If you make a loss in the first year of trading as a sole trader then you can offset the loss against your total income of the same tax year and recover PAYE paid when in employment prior to switching to self-employment.
Initially try and trade from your residence in order to keep costs down. If you live in a town the neighbours will object if you set up a car scrappage business at your house. However, many types of business now are clean with very little evidence of trade activity.
If one has to get a premises, then rent it on a short-term lease rather than tie up capital in purchasing a premises that will not be wanted if the business does not succeed. Hire parttime staff if possible and contract out as much activity as possible. This saves employer’s PRSI, holiday pay, unfair dismissal rules and Employer’s Liability Insurance on wages.

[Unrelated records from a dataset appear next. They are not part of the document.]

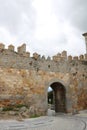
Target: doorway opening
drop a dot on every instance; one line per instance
(57, 97)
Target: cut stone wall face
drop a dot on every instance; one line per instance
(24, 81)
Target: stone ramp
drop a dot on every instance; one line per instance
(45, 123)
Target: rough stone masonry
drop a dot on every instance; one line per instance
(24, 81)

Use second-hand plant and vehicles in the start-up unless grant-aided, where new expenditure will be insisted on for grant aid.
You will need to decide whether to lease or buy items. While there is a need to compare the monthly repayments, it is wise to consider the leased plant remains the property of the lessor and can be repossessed easier than plant bought on HP which is owned from the start by the customer.

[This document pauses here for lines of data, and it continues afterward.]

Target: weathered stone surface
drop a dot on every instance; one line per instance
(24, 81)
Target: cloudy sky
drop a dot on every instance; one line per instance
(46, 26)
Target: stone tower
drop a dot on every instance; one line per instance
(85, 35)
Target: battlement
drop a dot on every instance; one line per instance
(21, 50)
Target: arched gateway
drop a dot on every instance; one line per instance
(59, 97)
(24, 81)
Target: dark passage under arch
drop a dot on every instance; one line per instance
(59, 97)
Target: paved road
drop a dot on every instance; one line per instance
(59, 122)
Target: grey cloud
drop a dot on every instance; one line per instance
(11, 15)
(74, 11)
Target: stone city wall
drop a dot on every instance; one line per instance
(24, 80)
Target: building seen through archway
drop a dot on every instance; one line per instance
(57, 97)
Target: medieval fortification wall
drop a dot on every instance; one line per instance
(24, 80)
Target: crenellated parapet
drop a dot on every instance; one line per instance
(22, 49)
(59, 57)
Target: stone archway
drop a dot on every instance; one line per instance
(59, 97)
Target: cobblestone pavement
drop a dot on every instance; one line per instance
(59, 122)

Do not register for VAT initially unless you are buying on HP Plant and Vehicles on which VAT can be recovered. Remember that the VAT threshold for sale of goods is € 75,000 per annum and for supply of services it is € 37,500.

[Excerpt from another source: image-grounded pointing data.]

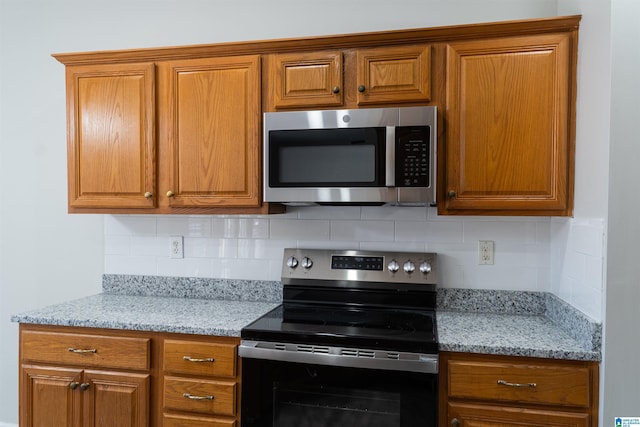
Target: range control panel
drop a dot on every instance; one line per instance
(364, 266)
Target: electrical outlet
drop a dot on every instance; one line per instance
(176, 247)
(485, 252)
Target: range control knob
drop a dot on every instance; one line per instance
(409, 267)
(425, 267)
(292, 262)
(307, 262)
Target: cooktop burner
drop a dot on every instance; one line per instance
(352, 299)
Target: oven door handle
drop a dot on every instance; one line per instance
(339, 356)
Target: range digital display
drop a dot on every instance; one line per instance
(344, 262)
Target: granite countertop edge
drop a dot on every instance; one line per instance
(529, 324)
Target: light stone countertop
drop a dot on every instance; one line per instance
(508, 334)
(150, 313)
(474, 321)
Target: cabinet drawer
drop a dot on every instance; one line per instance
(189, 421)
(204, 396)
(198, 358)
(533, 383)
(86, 350)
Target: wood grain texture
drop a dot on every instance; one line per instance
(222, 393)
(211, 132)
(110, 352)
(508, 110)
(204, 359)
(111, 135)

Get a clear picture from your tax advisor of the correct VAT rates which are applicable for various goods and services. Retail businesses can have complex VAT rules with various rates of VAT operable to similar goods. If you get it wrong and it only comes to light after two or three years then you may owe a crippling VAT debt to the Revenue.
Check out the Local Enterprise Board for any grants and assistance that may be available.
If starting on a slightly larger scale, then try Enterprise Ireland also as they offer generous pre-trading grants for feasibility, market testing etc.
Be prepared for a breakeven operation in the first year and if you do better than that then count yourself lucky.